Jesus guarda todos os manuscritos no computador, local onde escreve suas obras
Jesus guarda todos os manuscritos no computador, local onde escreve suas obras (Foto: Reprodução/G1)

Após receber o diagnóstico do câncer, ele explicou que precisou ficar afastado do trabalho por dois anos e, durante o tratamento, teve a ideia de começar a escrever. “Eu só lia e nunca havia escrito, e sempre me interessei por assuntos de curiosidades e assim decidi fazer”, conta. Após pesquisar sobre os assuntos na internet, ele escreve suas obras.

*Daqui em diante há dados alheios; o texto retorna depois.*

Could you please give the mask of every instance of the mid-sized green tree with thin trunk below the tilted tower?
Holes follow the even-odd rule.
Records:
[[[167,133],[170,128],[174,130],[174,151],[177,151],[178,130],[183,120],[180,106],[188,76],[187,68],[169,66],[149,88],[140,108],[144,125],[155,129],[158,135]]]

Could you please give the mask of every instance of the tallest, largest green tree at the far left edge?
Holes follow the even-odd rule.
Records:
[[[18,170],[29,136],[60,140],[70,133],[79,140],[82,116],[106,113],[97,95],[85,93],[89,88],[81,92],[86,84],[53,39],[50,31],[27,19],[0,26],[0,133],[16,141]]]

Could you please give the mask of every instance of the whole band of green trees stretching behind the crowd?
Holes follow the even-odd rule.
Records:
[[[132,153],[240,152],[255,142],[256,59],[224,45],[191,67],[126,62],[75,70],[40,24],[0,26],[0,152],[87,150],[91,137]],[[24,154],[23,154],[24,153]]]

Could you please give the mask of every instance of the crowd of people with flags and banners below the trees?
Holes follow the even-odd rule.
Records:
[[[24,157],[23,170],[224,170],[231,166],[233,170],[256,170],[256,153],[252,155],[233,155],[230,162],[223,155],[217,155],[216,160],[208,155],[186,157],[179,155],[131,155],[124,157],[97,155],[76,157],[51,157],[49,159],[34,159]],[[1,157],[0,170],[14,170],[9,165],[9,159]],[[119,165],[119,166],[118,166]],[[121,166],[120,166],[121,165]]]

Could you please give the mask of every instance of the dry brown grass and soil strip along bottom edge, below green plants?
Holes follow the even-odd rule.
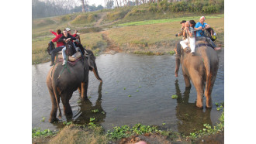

Mais de 100 obras literárias

“Já fiz um livro da árvore genealógica da minha família materna em 2012. O maior livro tem 832 páginas: ‘O grande livro das emoções, sentimentos e estados do ser humano’. O menor livro tem 275 páginas: ‘Maravilhas do nosso corpo’”, conta.

Em 1998, escreveu seu primeiro livro ‘Memórias de sertanejo’, após ouvir uma coleção de 60 CD’s do gênero que iniciou na década de 1930.  “Eu queria registrar as músicas por escrito, eram de sertanejo raiz, como eu gostei demais, resolvi escrever”, diz.

“Nunca tive vontade de vender ou publicar, se alguém quiser uma cópia eu faço de graça, sempre faço quando pedem. Tenho tudo salvo e registrado em uma planilha no computador. Meu sonho é reunir minha família inteira em uma festa e expor todos os meus livros para eles”, ressalta ele.